Build workflow-oriented AI systems with plain Ruby orchestration, from routing and parallelization to RAG

Driving the Loop Yourself
Workflow Patterns
Retrieval-Augmented Generation
Error Handling
Next Steps

After reading this guide, you will know:

How to drive the agentic loop yourself, one move at a time.
How to run each turn as its own background job and resume elsewhere.
How to implement common workflow patterns with plain Ruby classes.
How to compose sequential, routing, parallel, and fan-in workflows.
When to reach for an evaluator loop to iterate on output quality.

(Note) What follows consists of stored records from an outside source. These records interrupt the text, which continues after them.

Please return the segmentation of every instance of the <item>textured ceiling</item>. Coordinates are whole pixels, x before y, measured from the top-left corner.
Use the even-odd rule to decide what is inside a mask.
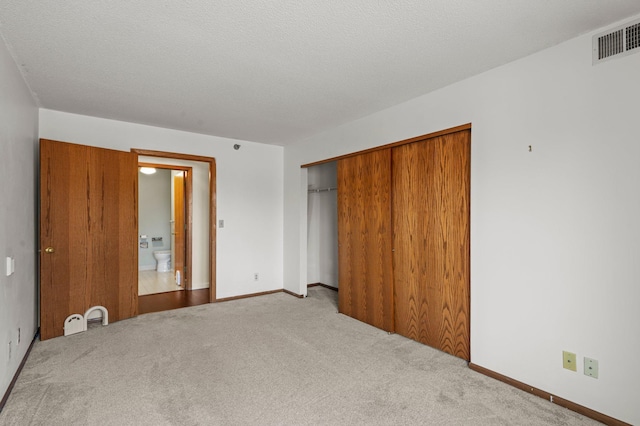
[[[638,0],[0,0],[40,106],[287,145],[640,13]]]

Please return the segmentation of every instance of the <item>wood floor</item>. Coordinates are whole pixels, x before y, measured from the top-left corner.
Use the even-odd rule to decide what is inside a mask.
[[[138,314],[168,311],[209,303],[209,289],[182,290],[138,296]]]

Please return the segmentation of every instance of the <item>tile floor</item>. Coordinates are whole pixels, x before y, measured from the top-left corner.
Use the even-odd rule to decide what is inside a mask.
[[[183,288],[176,285],[173,271],[138,271],[138,296],[176,290],[183,290]]]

A workflow is just orchestration code that coordinates one or more agents. In practice, this is often a small Ruby class with a single public method, plus a loop you control. Before you build a multi-agent workflow, it helps to understand how a single agent’s turn-by-turn loop runs, so you can pause it, persist it, and resume it on demand.

Driving the Loop Yourself

ask sends your message and runs the conversation to completion: it calls the model, runs any tools the model asks for, and calls the model again until it answers without a tool. When you need to control that loop, for example to run each turn as its own background job, set an iteration budget, or stop and resume on another machine, Chat exposes it as named verbs:

generate runs the model once and appends its response (the model’s move). It returns the response.
run_tools executes the tool calls the model asked for and appends their results (your move). It makes no model call and returns the chat.
step does whichever move is next: run_tools if tools are pending, otherwise generate. It returns nil once there is nothing left.
complete steps until done. This is what ask calls, and it returns the final response.
complete? is true when the model answered without calling a tool.

So the agentic loop is just step until complete?:

chat = RubyLLM.chat.with_tools(Weather).ask_later("What's the weather in Paris?")

chat.step until chat.complete?  # generate, run_tools, generate
chat.messages.last.content      # => "It's 15°C and partly cloudy in Paris."

ask_later stages the question without sending it, so ask is ask_later then complete.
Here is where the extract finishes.